Irrespective of what you may believe, and you already know the position of the ACSH on glyphosate, the legal battle over states’ rights versus federalism is playing out here. Is it acceptable for California, with roughly 3% of glyphosate use (Illinois, Iowa, Nebraska, and Kansas all have 3-4 times more usage [1]) and 12% of the population to regulate its use nationally? Framing this as a states’ rights issue comes with its emotional baggage, so perhaps we can consider this a demonstration of behavior we see more and more frequently, the tyranny of the minority.

The tyranny of the minority refers to the power wielded by a highly motivated, unbending minority that projects outsized influence. It is an increasingly common description of our public affairs, fueled in part by the ease in using and the scope of the megaphone and soapbox we call the Internet. It is beholding to no one political or cultural philosophy. For example, consider the encircled letter K on cans of Coca-Cola and many other foods – it designates that the product has been prepared following Jewish dietary law. Similar forces are at play when you see the plethora of food carts in New York City touting Halal food – made following the dietary requirements of the Koran. That’s a lot of clout for small segments of our population. 

For the non-observant, a product being Kosher, or Halal makes no difference, so it is often easier for companies to make a global change rather than spin off a separate product with the additional costs of marketing, inventory, and distribution. In both instances, a small set of customers who will not violate their beliefs to purchase a product caused a business to modify their products. 

Returning to the regulatory battle over “who is in charge,” California is acting as that tyrannical minority; and they are not alone. In an increasingly interconnected global world, one region’s regulatory decisions can impact, for good or bad, those decisions in other areas. The leader in the regulation of privacy concerns remains the EU and the General Data Protection Regulations enacted in 2016. Every global tech company has acceded to those requirements, even though on a worldwide basis, the EU is neither a majority market or population. Or we can cite the Japanese government which allows the marketing of stem cells therapies for “regenerative medicine” before the completion of Phase II studies, which determine both safety and efficacy of dosages and proceed actual testing for efficacy in target populations. Do you think that competition with Japan for stem cell “hegemony” will ultimately influence American regulators? We can also point to the discovery of carcinogens in valsartan, which I have written about previously, where lax inspections standards in India impacted patients in the US. And finally, we should consider China, where the Financial Times is reporting, “Faster approvals in China, where drug sales were worth $137bn last year, … come as drugmakers look for new sources of growth due to increasing political pressure to lower prices in the US.” 
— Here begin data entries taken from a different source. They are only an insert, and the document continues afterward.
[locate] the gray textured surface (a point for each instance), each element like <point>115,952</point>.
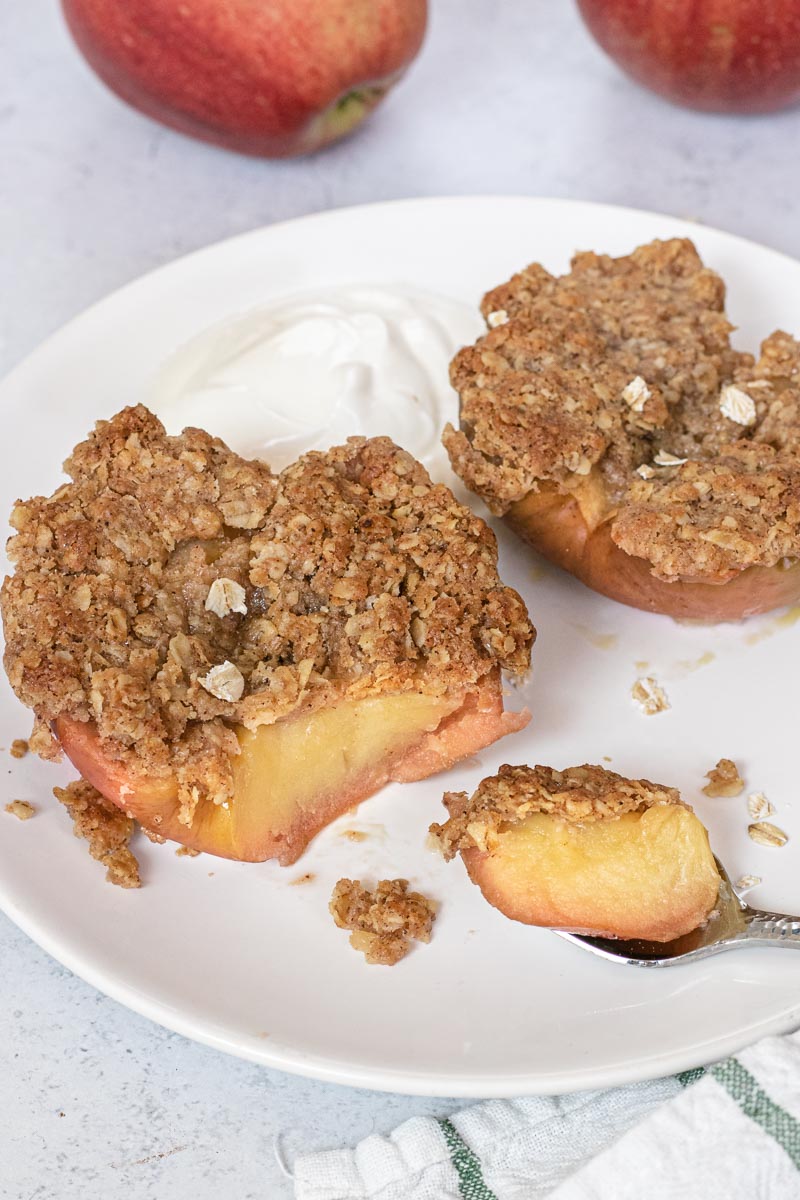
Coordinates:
<point>506,97</point>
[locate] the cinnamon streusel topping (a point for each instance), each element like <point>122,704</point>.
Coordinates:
<point>579,795</point>
<point>624,369</point>
<point>384,922</point>
<point>359,576</point>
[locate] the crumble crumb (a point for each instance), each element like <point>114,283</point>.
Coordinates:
<point>738,406</point>
<point>20,809</point>
<point>723,779</point>
<point>745,882</point>
<point>226,597</point>
<point>383,922</point>
<point>663,459</point>
<point>497,318</point>
<point>578,795</point>
<point>767,834</point>
<point>226,682</point>
<point>106,828</point>
<point>636,394</point>
<point>650,696</point>
<point>758,807</point>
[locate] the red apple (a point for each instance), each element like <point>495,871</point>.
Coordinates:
<point>264,77</point>
<point>719,55</point>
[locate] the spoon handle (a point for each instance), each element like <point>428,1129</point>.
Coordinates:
<point>770,928</point>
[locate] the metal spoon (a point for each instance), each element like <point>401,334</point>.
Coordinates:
<point>733,923</point>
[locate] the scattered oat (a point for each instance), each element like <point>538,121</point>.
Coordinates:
<point>745,882</point>
<point>226,597</point>
<point>499,317</point>
<point>383,922</point>
<point>723,779</point>
<point>20,809</point>
<point>663,459</point>
<point>104,827</point>
<point>649,696</point>
<point>758,807</point>
<point>767,834</point>
<point>226,682</point>
<point>636,394</point>
<point>737,406</point>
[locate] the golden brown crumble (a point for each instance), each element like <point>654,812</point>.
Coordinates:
<point>360,575</point>
<point>106,828</point>
<point>22,809</point>
<point>384,922</point>
<point>578,795</point>
<point>723,779</point>
<point>625,366</point>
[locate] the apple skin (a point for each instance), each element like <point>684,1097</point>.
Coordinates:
<point>717,55</point>
<point>272,78</point>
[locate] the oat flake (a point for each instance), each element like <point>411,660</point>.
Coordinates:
<point>767,834</point>
<point>737,406</point>
<point>649,696</point>
<point>636,394</point>
<point>226,682</point>
<point>758,807</point>
<point>226,597</point>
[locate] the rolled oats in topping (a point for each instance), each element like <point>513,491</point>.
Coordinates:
<point>226,682</point>
<point>650,696</point>
<point>362,576</point>
<point>758,807</point>
<point>723,779</point>
<point>384,922</point>
<point>226,597</point>
<point>636,394</point>
<point>499,317</point>
<point>577,795</point>
<point>745,882</point>
<point>768,834</point>
<point>738,406</point>
<point>555,394</point>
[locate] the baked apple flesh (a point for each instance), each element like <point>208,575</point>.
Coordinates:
<point>294,777</point>
<point>567,531</point>
<point>641,875</point>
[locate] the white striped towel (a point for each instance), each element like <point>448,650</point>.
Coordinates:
<point>729,1132</point>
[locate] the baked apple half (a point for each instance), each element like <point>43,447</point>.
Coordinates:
<point>236,658</point>
<point>606,417</point>
<point>584,850</point>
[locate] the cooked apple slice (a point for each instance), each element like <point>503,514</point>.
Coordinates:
<point>293,778</point>
<point>606,417</point>
<point>584,850</point>
<point>564,529</point>
<point>235,658</point>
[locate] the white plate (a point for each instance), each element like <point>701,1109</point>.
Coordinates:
<point>233,954</point>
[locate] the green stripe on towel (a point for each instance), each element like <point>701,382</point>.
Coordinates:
<point>470,1177</point>
<point>743,1087</point>
<point>690,1077</point>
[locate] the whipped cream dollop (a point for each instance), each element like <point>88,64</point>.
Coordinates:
<point>313,370</point>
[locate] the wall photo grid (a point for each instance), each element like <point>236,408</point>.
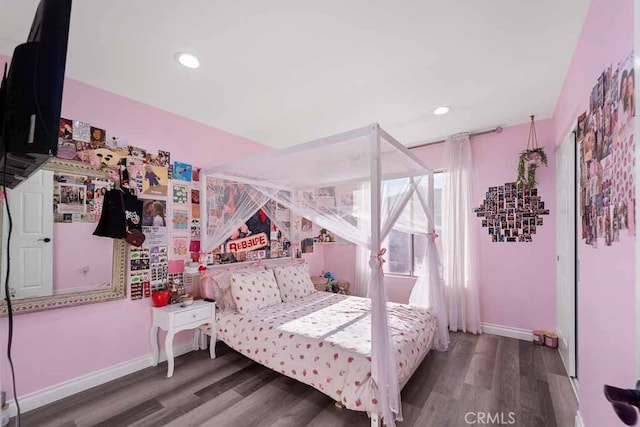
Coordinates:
<point>512,213</point>
<point>605,136</point>
<point>169,192</point>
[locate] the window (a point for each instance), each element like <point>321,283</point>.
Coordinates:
<point>406,250</point>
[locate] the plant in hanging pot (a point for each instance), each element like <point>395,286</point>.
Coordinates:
<point>528,163</point>
<point>530,159</point>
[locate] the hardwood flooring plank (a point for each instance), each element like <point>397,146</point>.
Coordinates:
<point>259,408</point>
<point>203,413</point>
<point>552,361</point>
<point>234,391</point>
<point>547,405</point>
<point>126,392</point>
<point>262,378</point>
<point>438,411</point>
<point>452,377</point>
<point>132,415</point>
<point>562,398</point>
<point>305,410</point>
<point>476,400</point>
<point>505,386</point>
<point>539,369</point>
<point>417,390</point>
<point>531,402</point>
<point>525,357</point>
<point>230,381</point>
<point>236,363</point>
<point>334,417</point>
<point>481,368</point>
<point>410,414</point>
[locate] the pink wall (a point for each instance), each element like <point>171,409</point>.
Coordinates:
<point>58,345</point>
<point>517,280</point>
<point>606,293</point>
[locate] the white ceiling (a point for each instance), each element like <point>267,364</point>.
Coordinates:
<point>283,72</point>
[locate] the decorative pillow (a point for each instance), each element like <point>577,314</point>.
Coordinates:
<point>216,284</point>
<point>254,290</point>
<point>294,281</point>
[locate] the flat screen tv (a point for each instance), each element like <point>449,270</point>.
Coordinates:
<point>31,94</point>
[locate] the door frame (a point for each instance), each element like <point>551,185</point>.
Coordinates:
<point>636,60</point>
<point>571,151</point>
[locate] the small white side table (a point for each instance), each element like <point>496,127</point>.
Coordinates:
<point>175,318</point>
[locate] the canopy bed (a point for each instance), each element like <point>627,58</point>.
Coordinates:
<point>386,174</point>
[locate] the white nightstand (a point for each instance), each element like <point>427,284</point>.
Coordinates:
<point>175,318</point>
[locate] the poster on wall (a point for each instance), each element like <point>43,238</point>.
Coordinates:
<point>605,134</point>
<point>182,171</point>
<point>180,194</point>
<point>154,213</point>
<point>154,180</point>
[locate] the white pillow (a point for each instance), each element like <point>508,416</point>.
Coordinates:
<point>254,290</point>
<point>294,281</point>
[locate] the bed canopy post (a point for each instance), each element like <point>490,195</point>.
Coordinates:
<point>376,273</point>
<point>204,218</point>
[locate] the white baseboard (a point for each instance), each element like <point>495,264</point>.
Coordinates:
<point>507,331</point>
<point>64,389</point>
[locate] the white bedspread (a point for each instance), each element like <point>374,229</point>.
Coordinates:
<point>324,340</point>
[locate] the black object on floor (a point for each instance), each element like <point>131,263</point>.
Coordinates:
<point>623,402</point>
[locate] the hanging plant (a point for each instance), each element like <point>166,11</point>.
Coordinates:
<point>530,159</point>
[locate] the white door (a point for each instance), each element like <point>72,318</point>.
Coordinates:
<point>31,262</point>
<point>566,251</point>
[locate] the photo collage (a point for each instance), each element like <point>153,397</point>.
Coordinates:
<point>512,213</point>
<point>78,198</point>
<point>605,136</point>
<point>169,192</point>
<point>259,237</point>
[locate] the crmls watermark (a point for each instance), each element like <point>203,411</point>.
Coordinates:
<point>490,418</point>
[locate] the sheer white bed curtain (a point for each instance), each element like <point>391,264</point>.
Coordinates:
<point>460,256</point>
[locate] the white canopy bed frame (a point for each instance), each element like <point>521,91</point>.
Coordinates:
<point>370,158</point>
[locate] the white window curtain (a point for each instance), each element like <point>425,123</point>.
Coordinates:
<point>428,290</point>
<point>395,196</point>
<point>460,263</point>
<point>362,209</point>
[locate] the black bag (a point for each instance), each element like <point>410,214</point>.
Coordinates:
<point>121,216</point>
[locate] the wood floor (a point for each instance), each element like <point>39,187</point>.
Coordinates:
<point>485,374</point>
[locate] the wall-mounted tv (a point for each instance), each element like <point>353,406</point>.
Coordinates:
<point>31,94</point>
Policy is increasingly difficult to formulate, in addition to a choice of scientific studies we now can include a variety of regulatory precedents. As commerce is increasingly globalized there is a mismatch in regulatory response, does the fight between California and the EPA reflect a minority view held sway in a balkanized world, or are they a thought leader? Do we accord states, cities, and other countries equal footing in determining the guardrails of our behavior?

[1] US 2016 Geologic Service Report on Pesticide use.